With the enormous output of mails some participants produce here and the impossibility of reading all of them, important arguments can be overlooked easily. On top of that, the arguments of members who don't have the time to write a dozen or more e-mails per day are sometimes drowned out by an overly productive minority.
It's called "skimming". You skim an e-mail to see if you care at all. If you don't, just delete it and move on. While it may not be possible to read all the e-mails, it's certainly possible to skim all of them.
And, if you've gotten tired of a particular thread or person, you can just stop all of those particular e-mails.
I've sure heard about that delete button but I think it can't replace a sound culture of discussion. In an oral conversation you can't talk 80% of the time. Here, I sometimes get the impression that some people believe the more (and the longer) e-mails they write, the more right they are.

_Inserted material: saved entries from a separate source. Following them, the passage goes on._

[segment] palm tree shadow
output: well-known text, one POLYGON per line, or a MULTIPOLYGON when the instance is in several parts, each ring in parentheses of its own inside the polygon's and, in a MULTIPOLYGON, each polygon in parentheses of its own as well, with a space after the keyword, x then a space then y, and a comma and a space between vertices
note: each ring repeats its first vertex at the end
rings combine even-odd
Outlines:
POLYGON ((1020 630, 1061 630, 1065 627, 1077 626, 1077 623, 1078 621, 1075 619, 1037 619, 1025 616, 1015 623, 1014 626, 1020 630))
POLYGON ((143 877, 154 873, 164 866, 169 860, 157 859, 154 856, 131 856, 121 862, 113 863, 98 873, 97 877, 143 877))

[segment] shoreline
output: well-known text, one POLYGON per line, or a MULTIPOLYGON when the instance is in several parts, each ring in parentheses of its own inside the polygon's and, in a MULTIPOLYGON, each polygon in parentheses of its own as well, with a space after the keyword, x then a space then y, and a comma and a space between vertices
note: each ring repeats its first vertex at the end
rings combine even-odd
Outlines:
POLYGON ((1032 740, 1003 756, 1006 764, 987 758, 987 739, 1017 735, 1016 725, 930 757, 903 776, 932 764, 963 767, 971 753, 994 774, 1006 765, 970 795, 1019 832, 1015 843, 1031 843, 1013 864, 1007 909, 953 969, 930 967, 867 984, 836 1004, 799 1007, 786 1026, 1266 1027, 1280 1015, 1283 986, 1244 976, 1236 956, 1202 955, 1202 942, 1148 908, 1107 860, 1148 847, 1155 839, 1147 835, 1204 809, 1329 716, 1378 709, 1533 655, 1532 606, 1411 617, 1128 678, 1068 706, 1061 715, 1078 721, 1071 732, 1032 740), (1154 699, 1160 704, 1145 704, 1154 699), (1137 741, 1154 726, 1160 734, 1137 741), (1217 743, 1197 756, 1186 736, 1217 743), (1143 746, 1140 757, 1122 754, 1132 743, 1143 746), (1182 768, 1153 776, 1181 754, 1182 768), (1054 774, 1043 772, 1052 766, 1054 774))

And who might that be? I think it has more with a desire to respond to ALL the messages on a topic, rather than a belief that more e-mails makes you more right, which it obviously does not.
Mark
PS
Geritt said something earlier, presumably jokingly, about an all-caps signature. The purpose of that is that miniscule letters were not used in ancient Rome. Thus, "QVANTUM" in my signature rather than "Quantum". I'm pretty sure that in situations like that (ie, sociolinguistic authenticity), all-caps are considered acceptable by the general public.